The Watchtower lady was very attractive but seemed more concerned with her soul than her body. Anyone’s body. Julia lounged in the doorway in her half-open housecoat watching the play of sunshine on the Watchtower lady’s blonde hair and wondering what lay beneath the prim but pretty beige coat. She tried, too, to get a gleam from the blue eyes but for once her famed charm wasn’t working.
“You see,” the lady was saying earnestly (odd how she was definitely a lady and not a woman or a girl), we believe that human beings are doing their best to ruin God’s world and we are trying so hard to stop them. Aren’t you concerned about the state of the world?”
‘Nowhere near as much as I’m concerned about the state of my arousal,’ thought Julia, but she managed some kind of non-committal reply about how she believed in humanity’s innate goodness and the likelihood of a successful outcome.
“And then,” the beige angel went on, “there’s the worry about getting into heaven.”
Julia considered. Getting inside the beige coat and further might be glorious but probably wasn’t worth the extra hassle. After all, this was Sunday and she’d promised herself a lie-in till the doorbell had dragged her down to this delectable but irritating visitor.
“Don’t your lot believe there are only so many places?” she asked. “What are my chances?”

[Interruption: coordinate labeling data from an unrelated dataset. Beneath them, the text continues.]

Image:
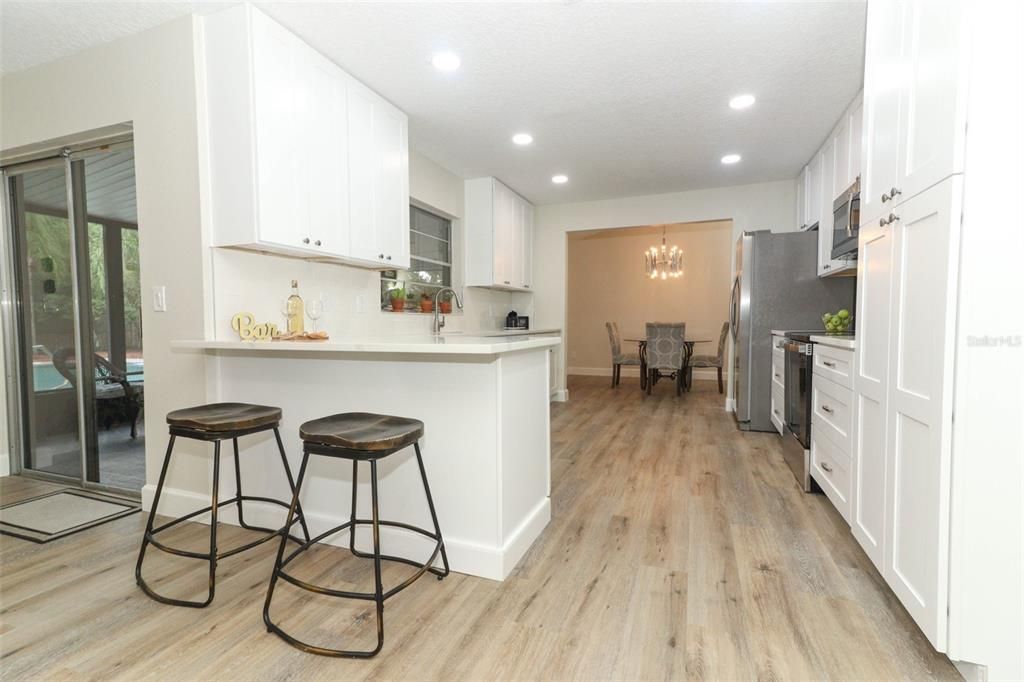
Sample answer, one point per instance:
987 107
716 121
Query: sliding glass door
73 246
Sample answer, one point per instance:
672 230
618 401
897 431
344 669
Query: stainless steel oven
797 439
846 218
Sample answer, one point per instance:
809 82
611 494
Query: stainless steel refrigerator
776 287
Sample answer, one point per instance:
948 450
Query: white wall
148 80
765 206
258 283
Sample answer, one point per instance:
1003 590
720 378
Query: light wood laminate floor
678 548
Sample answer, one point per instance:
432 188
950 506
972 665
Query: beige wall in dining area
605 283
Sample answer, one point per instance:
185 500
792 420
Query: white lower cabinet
833 419
905 339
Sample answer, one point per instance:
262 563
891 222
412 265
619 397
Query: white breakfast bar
486 446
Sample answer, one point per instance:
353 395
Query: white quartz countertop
446 344
847 342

“Nil, if you don’t even try,” came the glib retort. Like the lottery then. If you didn’t play you couldn’t dream. But Julia could go back to bed and dream of playing.
She heard some kind of query as to whether she was interested in the bible and heard herself saying, “ Not today thank you,” as if it was an encyclopaedia or a new kind of vacuum cleaner rather than the chance of an afterlife. The lady muttered about ‘no interest at all’and flounced in an extremely ladylike fashion down the path.
‘Oh, there’s interest, all right,’ thought Julia, sighing. ‘Just, probably the wrong kind. Although it would lead to heaven, that’s for sure.’